Department of Pharmacy, First Affiliated Hospital of Nanjing Medical University, No 300 Guangzhou Road, Nanjing City, Jiangsu Province, 210029, People's Republic of China.
BMC Health Serv Res. 2018 Jul 4;18(1):519. doi: 10.1186/s12913-018-3306-4.
Limited studies have evaluated the effectiveness of pharmacist interventions on outpatient prescription. The goal of this study was to evaluate the clinical and economic impacts of pharmacist interventions on randomly sampled outpatient prescriptions.
Outpatient prescriptions of our hospital were sampled automatically and reviewed by pharmacists since 2011. Pharmacists intervened in inappropriate prescriptions (IPs) real-timely, and summarized and analyzed the information monthly. Cost-benefit analysis was performed to estimate the economic benefit of the pharmacist intervention.
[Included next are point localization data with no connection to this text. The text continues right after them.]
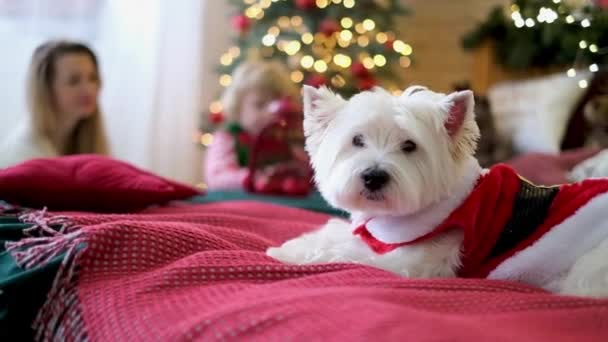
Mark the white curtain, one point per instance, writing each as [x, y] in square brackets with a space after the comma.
[156, 57]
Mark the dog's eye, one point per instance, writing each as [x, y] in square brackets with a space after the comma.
[408, 146]
[358, 141]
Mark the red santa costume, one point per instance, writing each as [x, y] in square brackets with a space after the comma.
[515, 230]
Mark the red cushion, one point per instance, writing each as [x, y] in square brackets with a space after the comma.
[87, 183]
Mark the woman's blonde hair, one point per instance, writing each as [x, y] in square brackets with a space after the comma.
[268, 76]
[89, 135]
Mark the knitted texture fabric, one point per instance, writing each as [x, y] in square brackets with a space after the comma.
[199, 272]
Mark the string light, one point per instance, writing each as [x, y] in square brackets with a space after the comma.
[283, 22]
[342, 60]
[363, 41]
[381, 37]
[296, 20]
[369, 24]
[593, 48]
[530, 22]
[571, 72]
[320, 66]
[346, 35]
[546, 15]
[405, 62]
[206, 139]
[226, 59]
[292, 47]
[343, 43]
[338, 81]
[322, 3]
[234, 51]
[594, 68]
[216, 107]
[274, 30]
[368, 63]
[307, 38]
[307, 62]
[346, 22]
[297, 76]
[349, 3]
[379, 60]
[359, 28]
[269, 40]
[225, 80]
[398, 46]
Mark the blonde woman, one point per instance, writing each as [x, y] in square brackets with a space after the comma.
[255, 84]
[63, 87]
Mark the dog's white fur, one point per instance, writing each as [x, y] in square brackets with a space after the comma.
[425, 185]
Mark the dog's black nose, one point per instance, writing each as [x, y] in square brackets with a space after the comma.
[374, 179]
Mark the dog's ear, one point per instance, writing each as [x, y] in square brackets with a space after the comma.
[459, 122]
[411, 90]
[320, 108]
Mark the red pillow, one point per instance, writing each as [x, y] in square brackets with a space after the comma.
[86, 183]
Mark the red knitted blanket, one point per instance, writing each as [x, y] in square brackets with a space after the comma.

From 2011 to 2016, pharmacists reviewed 101,271 prescriptions and intervened in 5155 prescriptions. With the interventions of pharmacists, the number of IPs decreased from 1845 to 238, while the inappropriate percentage decreased from 12.60 to 1.22%. The inappropriate rates of different departments and the types decreased annually. IPs were mainly from the Department of Medicine and Department of Surgery and category 1 (Non-indicated medications) in all years. The benefit-to-cost ratios of pharmacist interventions were always more than 1. In the same years, the benefit-to-cost ratios in public payments were higher than those with insurance and self-payment.
This form of pharmacist intervention constitutes a method that showed positive clinical and economic benefits and is worth expanding in large hospitals. Pharmacists should pay more attention on prescriptions in department of surgery or prescriptions with public payments.
评估药师干预对门诊处方有效性的研究有限。本研究的目的是评估药师干预对随机抽取的门诊处方的临床和经济影响。
自2011年起,对我院门诊处方进行自动抽样并由药师审核。药师实时干预不适当处方(IPs),并每月汇总分析相关信息。进行成本效益分析以评估药师干预的经济效益。
2011年至2016年,药师共审核101,271张处方,干预5155张处方。在药师的干预下,IPs数量从1845张降至238张,不适当率从12.60%降至1.22%。不同科室和类型的不适当率逐年下降。各年份IPs主要来自内科和外科,且均以第1类(非适应证用药)为主。药师干预的效益成本比始终大于1。同年份中,公费支付的效益成本比高于医保支付和自费支付。
这种药师干预形式构成了一种具有积极临床和经济效益的方法,值得在大型医院推广。药师应更多关注外科处方或公费支付处方。